The Slim Princess
Summary
A court of corpulence where plumpness is currency, Morovenia’s marble terraces echo with the hush of unspoken shame: Princess Kalora, reed-slender amid a dynasty of butter-fed belles, glides like a candle-flame through corridors upholstered in silk and sighs. Her father, Count Selim Nalagaski—half pasha, half provincial tyrant—has stuffed palace larders with sugared roses and clarified goat’s milk, yet her collarbones still jut like ivory half-moons.
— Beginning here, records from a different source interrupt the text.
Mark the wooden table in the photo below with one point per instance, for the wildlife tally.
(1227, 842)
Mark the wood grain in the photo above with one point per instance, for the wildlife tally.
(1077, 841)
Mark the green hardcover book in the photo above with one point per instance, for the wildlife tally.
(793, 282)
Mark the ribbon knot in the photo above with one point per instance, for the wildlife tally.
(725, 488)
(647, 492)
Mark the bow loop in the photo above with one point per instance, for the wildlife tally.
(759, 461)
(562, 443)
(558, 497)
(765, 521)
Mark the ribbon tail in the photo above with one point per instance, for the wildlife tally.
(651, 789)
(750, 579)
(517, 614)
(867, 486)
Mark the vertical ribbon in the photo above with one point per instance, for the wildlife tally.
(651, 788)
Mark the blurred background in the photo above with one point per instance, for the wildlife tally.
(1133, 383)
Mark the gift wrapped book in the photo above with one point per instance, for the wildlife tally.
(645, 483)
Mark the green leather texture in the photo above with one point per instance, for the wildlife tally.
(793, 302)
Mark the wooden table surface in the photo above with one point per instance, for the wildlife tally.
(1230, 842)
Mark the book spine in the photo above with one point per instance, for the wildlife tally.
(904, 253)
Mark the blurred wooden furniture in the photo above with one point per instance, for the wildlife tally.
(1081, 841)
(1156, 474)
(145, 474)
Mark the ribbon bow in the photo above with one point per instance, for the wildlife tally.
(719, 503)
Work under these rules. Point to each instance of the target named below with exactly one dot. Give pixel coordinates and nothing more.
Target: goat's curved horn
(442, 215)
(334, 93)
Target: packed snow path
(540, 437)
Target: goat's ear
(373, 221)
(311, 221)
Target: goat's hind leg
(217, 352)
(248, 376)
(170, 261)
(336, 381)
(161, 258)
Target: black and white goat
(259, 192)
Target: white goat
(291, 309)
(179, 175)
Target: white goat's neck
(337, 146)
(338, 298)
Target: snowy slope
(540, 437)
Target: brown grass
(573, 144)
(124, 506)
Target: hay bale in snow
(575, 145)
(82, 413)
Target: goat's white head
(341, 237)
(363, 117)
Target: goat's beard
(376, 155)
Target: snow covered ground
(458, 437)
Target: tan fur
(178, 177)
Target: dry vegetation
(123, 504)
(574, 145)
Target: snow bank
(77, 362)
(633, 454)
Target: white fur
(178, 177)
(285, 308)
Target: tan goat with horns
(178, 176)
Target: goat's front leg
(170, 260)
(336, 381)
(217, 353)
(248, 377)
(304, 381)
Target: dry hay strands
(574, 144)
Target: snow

Enter Popova, tutor-cum-sorcerer of resentment, slipping brine-soaked pickles beneath the royal napkin to sabotage every calorie, a quiet vengeance for being labelled “Christian cur.” Suitors swarm the pomegranate court, but custom’s iron handcuff forbids the radiant younger Jeneka to wed until Kalora’s waistband balloons; desperation breeds farce—bolsters, eiderdown, a whole aviary of pillows strapped beneath brocade create a counterfeit Rubens, yet the jest collapses when the beaus test her avoirdupois upon a cedar swing and find her lighter than gossip. From this carnival of ridicule strides Alexander H. Pike, breezy American Croesus, pockets rattling with ticker-tape dividends and a copy of The Saturday Evening Post that sanctifies sylphlike silhouettes. Smitten, he brandishes rotogravure proof that Kalora’s leanness is couture, not curse; discovery unleashes scimitars, a midnight chase over moonlit crenels, and Pike’s steamship retreat across the Atlantic. Back home he places a quack advert—pills, potions, pneumatic promises of poundage—dropped like a breadcrumb to lure the Count, who dispatches Kalora to Manhattan’s clangor. Reunion blossoms aboard ocean liners and automat lunch counters; love’s arithmetic outpaces her waistline, but impatience crackles along telegraph wires: return, or be disowned. Pike pursues, storms the palace masquerading as Grand Exalted Ruler, Knight Templar, King of the Hoo Hoos—titles as ornate as the mosaics underfoot—and bargains for the hand of the “slim princess.” The Count, dazzled by heraldic mumbo-jumbo and relieved that the heir will finally vacate the bridal queue, consents; gloom evaporates, trumpets flare, and the lovers steam westward toward a horizon stocked with kosher dills and the democratic right to choose one’s own silhouette.
Synopsis
Gloom overcasts the palace of Count Selim Nalagaski, governor general of Morovenia, Turkey. All efforts to make the count's elder daughter, the Princess Kalora, fat, synonymous with beauty in that country, have failed. Popova, the Princess's tutor, devises a terrible revenge because the count called him a Christian dog. He feeds the princess pickles to keep her thin. The beaux of the country pay assiduous court to the Princess Jeneka, the younger daughter, but the laws of the country forbid her marrying before her elder sister. As a last resort the count orders the slim princess to stuff her clothing with pillows and invites all the dandies to a garden party. But they are deceived. They try the weight of the princess and find her as light as a feather. Coming uninvited to the party is Alexander H. Pike, an American millionaire. He falls in love with the princess and comforts her by showing her pictures in a magazine, proving that in his country slim persons are considered most beautiful. But Pike is discovered by the count's slaves and barely escapes with his life. He returns to America. The count finds an advertisement in a magazine Pike had dropped in his flight, which promises to make thin persons fat. He sends the princess to America to try the cure. T'here she meets Pike, who renews his courtship. But the impatient count learns from the ambassador that the princess is getting no fatter and orders her to return. Pike follows. The young American then visits the court, tells the count he is Grand Exalted Ruler of a fraternal order, a Knight Templar and King of the Hoo Hoos, and asks for the hand of his daughter. The count, much impressed with the titles, consents, especially after he finds that it is the slim princess the American loves. The cloud of gloom is lifted from the palace and Pike prepares to leave with the princess for America, where she can have all the varieties of pickles to suit her taste.